The 83rd Albert Londres Prize awarded to Caroline Hayek of the daily “L’Orient-Le Jour”

The 83rd Albert Londres Prize, the most prestigious in French-speaking journalism, was awarded on Monday to French-Lebanese journalist Caroline Hayek of the French-speaking daily L’Orient-Le Jour for a series of reports on Lebanon.

The 2021 prize list is marked by the theme of injustice, “raw material for reports submitted to the jury”, which “journalism turns into anger”, underlines the Albert Londres association in a press release.

“A walk in a failing Beirut”, “The first days of the rest of their lives” or “They fled the war in Syria … they died in the explosions in Beirut”: this “series of articles with evocative titles takes the reader at the end of humanity ”, greets the organization.

The award received by Caroline Hayek, at L’Orient-Le Jour since 2014, has also given pride of place to the French-speaking Lebanese daily, launched in 1924, “open to the challenges of the world and concerned with making people understand what is happening at the corner of rue Hamra”, he adds.

“Newspapers are dying in Lebanon and L’Orient-Le Jour does everything to resist. For all the editorial staff, [ce prix] is encouraging, it gives us hope, ”Caroline Hayek, who is also a columnist for RTBF and a correspondent for AFP, told AFP. The Express in France.

For the director of L’Orient-Le Jour Michel Helou, “this award has a unique flavor”. “Long considered the richest and freest in the Middle East, the Lebanese press is today filled with desolation. With this award, we show that it is still possible to do quality journalism in Lebanon and the region, ”he told AFP.

And “handing over L’Albert-Londres to a Lebanese newspaper is to establish the universality of the French language, which for us is also a Lebanese language”, he added.

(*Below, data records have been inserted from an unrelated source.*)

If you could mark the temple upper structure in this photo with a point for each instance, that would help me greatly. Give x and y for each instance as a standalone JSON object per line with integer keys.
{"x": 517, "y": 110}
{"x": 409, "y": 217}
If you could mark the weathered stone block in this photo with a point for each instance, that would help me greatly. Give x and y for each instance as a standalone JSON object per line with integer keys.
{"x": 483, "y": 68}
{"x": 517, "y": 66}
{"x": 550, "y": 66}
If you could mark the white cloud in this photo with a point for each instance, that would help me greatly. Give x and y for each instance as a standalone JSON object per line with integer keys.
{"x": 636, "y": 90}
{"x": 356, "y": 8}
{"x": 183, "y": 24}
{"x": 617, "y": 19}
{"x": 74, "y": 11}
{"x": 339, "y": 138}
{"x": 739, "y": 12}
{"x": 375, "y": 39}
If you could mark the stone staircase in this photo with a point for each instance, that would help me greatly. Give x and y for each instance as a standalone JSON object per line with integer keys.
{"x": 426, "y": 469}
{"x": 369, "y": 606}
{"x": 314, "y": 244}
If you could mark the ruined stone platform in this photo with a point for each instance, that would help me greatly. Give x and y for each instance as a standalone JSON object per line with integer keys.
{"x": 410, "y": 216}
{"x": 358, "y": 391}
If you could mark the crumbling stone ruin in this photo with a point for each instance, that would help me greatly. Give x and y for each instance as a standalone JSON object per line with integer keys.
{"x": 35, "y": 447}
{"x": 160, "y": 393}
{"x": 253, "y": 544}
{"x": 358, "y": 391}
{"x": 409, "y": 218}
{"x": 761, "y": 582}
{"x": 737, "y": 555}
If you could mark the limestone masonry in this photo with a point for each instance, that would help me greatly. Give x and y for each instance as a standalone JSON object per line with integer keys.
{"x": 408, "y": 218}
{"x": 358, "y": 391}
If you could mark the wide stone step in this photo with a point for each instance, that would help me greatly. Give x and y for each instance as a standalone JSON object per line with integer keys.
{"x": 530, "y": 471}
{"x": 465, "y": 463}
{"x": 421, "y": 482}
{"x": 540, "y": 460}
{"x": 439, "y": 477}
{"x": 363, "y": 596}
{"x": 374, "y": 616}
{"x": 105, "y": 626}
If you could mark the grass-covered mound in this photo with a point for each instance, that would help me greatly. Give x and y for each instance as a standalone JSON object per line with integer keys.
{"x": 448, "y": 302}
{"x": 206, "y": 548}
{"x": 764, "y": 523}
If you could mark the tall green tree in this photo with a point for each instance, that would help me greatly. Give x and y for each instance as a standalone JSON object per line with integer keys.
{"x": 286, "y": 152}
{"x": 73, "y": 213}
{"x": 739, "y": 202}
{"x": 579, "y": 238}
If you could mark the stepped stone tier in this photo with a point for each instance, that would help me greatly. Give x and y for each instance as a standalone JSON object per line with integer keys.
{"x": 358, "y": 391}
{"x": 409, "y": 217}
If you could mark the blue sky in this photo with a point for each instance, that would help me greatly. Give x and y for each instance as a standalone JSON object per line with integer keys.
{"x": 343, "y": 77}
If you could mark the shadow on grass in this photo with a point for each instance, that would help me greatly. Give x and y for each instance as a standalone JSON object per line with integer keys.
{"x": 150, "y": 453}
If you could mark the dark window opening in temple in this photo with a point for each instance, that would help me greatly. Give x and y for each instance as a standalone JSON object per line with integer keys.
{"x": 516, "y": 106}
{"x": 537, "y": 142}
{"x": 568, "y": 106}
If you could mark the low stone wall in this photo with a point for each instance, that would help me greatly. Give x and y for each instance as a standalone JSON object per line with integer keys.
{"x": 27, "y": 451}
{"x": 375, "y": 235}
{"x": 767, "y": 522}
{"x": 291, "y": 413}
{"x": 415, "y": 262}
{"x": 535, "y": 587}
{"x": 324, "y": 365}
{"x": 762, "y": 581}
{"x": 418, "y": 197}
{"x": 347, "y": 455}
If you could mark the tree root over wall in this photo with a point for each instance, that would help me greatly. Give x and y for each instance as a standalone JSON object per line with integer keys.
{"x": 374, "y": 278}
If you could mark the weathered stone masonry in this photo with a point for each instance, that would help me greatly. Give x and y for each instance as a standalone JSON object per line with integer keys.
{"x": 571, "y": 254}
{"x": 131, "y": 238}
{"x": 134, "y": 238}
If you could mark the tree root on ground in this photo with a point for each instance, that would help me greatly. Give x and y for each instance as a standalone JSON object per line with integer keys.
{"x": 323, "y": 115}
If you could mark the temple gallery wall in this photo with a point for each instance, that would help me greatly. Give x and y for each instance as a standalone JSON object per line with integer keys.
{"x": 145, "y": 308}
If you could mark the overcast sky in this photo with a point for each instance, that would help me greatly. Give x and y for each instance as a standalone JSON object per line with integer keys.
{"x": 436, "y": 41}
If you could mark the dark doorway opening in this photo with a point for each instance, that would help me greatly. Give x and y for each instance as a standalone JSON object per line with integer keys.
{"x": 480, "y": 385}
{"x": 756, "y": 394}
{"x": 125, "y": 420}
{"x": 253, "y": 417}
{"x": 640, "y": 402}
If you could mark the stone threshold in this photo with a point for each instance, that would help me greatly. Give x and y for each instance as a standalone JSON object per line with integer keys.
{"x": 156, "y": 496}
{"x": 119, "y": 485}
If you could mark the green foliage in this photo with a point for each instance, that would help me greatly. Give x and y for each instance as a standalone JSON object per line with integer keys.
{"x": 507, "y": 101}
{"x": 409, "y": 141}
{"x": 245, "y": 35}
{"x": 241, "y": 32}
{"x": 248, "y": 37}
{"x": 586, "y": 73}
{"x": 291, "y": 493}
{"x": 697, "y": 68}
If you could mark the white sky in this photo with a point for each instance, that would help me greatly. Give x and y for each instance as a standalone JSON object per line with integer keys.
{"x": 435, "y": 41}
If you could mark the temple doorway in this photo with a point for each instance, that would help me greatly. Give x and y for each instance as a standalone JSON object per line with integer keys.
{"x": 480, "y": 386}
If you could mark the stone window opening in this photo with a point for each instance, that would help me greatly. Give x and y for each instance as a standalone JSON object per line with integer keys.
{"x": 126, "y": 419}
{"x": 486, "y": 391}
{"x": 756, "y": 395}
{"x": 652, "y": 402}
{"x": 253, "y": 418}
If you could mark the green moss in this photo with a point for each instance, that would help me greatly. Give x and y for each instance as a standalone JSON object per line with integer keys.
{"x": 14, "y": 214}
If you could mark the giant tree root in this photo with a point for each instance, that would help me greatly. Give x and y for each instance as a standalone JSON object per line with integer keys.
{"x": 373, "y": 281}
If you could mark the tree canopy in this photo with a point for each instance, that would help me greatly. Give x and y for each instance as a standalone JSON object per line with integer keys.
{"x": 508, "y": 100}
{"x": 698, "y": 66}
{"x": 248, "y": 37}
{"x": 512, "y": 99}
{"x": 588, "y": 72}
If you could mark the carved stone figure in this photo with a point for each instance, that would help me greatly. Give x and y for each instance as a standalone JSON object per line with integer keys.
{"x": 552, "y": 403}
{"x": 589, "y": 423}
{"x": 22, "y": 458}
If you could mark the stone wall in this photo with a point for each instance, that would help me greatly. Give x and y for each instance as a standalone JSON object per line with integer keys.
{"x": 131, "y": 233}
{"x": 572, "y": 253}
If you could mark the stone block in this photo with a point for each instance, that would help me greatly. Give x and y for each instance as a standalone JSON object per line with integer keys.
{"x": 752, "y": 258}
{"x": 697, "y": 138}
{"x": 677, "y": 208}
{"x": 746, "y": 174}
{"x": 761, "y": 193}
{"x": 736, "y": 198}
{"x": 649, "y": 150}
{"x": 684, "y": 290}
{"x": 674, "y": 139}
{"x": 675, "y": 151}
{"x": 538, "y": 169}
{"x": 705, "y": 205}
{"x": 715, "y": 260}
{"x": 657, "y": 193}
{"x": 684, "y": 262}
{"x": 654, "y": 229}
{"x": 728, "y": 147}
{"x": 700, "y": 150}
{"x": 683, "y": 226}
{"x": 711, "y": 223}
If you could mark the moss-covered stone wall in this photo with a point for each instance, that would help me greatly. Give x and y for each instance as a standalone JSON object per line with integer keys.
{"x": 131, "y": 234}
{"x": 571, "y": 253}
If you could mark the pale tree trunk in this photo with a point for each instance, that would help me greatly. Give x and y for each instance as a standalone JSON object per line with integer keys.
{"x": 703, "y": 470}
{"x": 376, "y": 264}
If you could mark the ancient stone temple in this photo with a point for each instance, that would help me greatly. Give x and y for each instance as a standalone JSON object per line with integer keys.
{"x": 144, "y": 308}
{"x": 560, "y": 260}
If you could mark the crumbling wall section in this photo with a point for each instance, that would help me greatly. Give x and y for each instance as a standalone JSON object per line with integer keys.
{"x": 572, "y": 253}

The 37th audiovisual award, which rewards the best audiovisual report, went to independent journalists Alex Gohari and Léo Mattei for their film On the line, the expelled from America, produced by Brotherfilms and broadcast on France 2 and Public Senate.

Universal stories

The documentary tells the story of Mexicans “who, after having lived all their lives in the United States, are deported to Mexico, a country they do not know because they are Mexicans only by the piece of paper they are given. grants ”, described to AFP Alex Gohari.

“The stories of migration and unjust policies are universal. We are happy and reassured that films denouncing these absurd and violent migration policies are being promoted, ”added the journalist.

Freelance photojournalist Emilienne Malfatto, who started her career working as a Colombian daily El Espectador then at Agence France-Presse, received the 5th book prize for The snakes will come for you, published by Les Arènes Reporters.

In this book, the journalist, who lived for several years in Colombia, investigates the murder of a Colombian mother of six children committed in general indifference. She recounts the scourge of the assassinations of trade unionists, association leaders or ordinary citizens who only sought to assert their rights.

“It is a symptomatic phenomenon of the violence that persists in Colombia despite the peace agreements in 2016 between the Colombian government and the FARC” (Revolutionary Armed Forces of Colombia), explains Emilienne Malfatto, also winner of the 2021 Goncourt prize for the first novel. for That the Tiger laments over you.

The award ceremony was held in Paris, at the National Library of France (BnF).

Created in 1933 in homage to the French journalist Albert Londres (1884-1932), father of the great modern reportage, the prize is endowed with 3000 euros for each of the laureates, who must be under 41 years old.